NOTE: Where it is feasible, a syllabus (headnote) will be released, as is being done in connection with this case, at the time the opinion is issued.The syllabus constitutes no part of the opinion of the Court but has been prepared by the Reporter of Decisions for the convenience of the reader.See United States v. Detroit Timber & Lumber Co., 200 U. S. 321 .

SUPREME COURT OF THE UNITED STATES

EC TERM OF YEARS TRUST v. UNITED STATES

certiorari to the united states court of appeals for the fifth circuit


No. 05–1541. Argued February 26, 2007—Decided April 30, 2007

Under 26 U. S. C. §7426(a)(1), if the Internal Revenue Service (IRS) levies upon a third party’s property to collect taxes owed by another, the third party may bring a wrongful levy action against the United States, so long as such action is brought before “the expiration of 9 months from the date of the levy,” §6532(c)(1). In contrast, the limitations period for a tax refund action under 28 U. S. C. §1346(a)(1) begins with an administrative claim that may be filed within at least two years, and may be brought to court within another two years after an administrative denial. The IRS levied on a bank account in which petitioner (Trust) had deposited funds because the IRS assumed that the Trust’s creators had transferred assets to the Trust to evade taxes. The bank responded with a check to the Treasury. Almost a year later, the Trust and others brought a §7426(a)(1) action claiming wrongful levies, but the District Court dismissed the complaint because it was filed after the 9-month limitations period had expired. After unsuccessfully pursing a tax refund at the administrative level, the Trust filed a refund action under §1346(a)(1). The District Court held that a wrongful levy claim under §7426(a)(1) was the sole remedy possible and dismissed, and the Fifth Circuit affirmed.

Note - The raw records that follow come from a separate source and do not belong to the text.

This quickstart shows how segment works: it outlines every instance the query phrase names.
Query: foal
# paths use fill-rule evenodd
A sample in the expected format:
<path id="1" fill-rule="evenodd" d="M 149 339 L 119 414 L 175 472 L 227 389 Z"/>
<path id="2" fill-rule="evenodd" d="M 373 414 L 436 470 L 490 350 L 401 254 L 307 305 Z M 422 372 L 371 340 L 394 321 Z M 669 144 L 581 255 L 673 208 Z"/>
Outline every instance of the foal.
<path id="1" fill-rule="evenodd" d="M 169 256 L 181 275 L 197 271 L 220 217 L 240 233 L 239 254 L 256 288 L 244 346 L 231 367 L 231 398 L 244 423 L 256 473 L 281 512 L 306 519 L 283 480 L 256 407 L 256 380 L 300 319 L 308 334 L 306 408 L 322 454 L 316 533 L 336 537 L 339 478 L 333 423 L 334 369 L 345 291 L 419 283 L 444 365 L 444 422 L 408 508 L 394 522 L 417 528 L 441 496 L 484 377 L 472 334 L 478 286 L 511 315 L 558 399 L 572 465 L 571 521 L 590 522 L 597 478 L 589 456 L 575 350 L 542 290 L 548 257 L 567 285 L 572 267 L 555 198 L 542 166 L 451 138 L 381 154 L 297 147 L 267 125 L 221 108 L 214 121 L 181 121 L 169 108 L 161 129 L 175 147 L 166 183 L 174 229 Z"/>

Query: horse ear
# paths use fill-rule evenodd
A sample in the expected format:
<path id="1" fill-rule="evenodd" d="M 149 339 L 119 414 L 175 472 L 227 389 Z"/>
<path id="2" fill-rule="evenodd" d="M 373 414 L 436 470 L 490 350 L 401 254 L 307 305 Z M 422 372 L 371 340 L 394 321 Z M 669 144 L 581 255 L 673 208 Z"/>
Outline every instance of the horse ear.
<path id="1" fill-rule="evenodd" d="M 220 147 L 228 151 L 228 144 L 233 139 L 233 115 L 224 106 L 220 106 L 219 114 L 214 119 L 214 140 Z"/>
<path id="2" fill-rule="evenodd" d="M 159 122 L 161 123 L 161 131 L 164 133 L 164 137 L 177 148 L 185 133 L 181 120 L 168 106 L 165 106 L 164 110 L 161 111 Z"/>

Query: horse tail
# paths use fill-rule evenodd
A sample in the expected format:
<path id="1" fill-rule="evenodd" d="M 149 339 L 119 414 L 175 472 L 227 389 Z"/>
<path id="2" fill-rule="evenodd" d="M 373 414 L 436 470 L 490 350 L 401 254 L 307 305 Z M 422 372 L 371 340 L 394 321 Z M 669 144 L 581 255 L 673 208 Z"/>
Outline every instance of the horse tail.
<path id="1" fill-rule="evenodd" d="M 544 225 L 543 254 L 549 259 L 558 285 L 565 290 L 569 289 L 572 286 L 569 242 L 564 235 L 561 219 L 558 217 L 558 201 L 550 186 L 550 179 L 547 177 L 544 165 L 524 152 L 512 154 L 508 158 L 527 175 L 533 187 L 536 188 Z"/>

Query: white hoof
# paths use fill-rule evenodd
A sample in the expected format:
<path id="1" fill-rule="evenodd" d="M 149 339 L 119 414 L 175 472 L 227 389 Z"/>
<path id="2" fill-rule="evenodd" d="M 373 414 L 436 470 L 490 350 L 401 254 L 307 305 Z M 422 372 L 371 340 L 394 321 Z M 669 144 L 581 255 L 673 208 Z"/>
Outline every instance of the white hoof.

Held: The Trust missed §7426(a)(1)’s deadline for challenging a levy, and may not bring the challenge as a tax refund claim under §1346(a)(1). Section 7426(a)(1) provides the exclusive remedy for third-party wrongful levy claims. “[A] precisely drawn, detailed statute pre-empts more general remedies,” Brown v. GSA, 425 U. S. 820 , and it braces the preemption claim when resort to a general remedy would effectively extend the limitations period for the specific one, see id.,at 833. If third parties could avail themselves of §1346(a)(1)’s general tax refund jurisdiction, they could effortlessly evade §7426(a)(1)’s much shorter limitations period. The Trust argues that, because United States v. Williams, 514 U. S. 527 , construed §1346(a)(1)’s general jurisdictional grant expansively enough to cover third parties’ wrongful levy claims, treating §7426(a)(1) as the exclusive avenue for these claims would amount to a disfavored holding that §7426(a)(1) implicitly repealed §1346(a)(1)’s pre-existing jurisdictional grant. But this reads Williams too broadly. Williams involved a lien and was decided on the specific understanding that no other remedy was open to the plaintiff. Here, the Trust challenges a levy and could have made a timely claim under §7426(a)(1). Even if the presumption against implied repeals applied here, §7426(a)(1)’s 9-month limitations period cannot be reconciled with the notion that the same challenge would be open under §1346(a)(1) for up to four years. Nor can the two statutory schemes be harmonized by construing §7426(a)(1)’s filing deadline to cover only those actions seeking predeprivation remedies unavailable under §1346(a)(1). On its face, §7426(a)(1) applies to predeprivation and postdeprivation claims alike. Pp. 4–7.

434 F. 3d 807, affirmed.

Souter, J., delivered the opinion for a unanimous Court.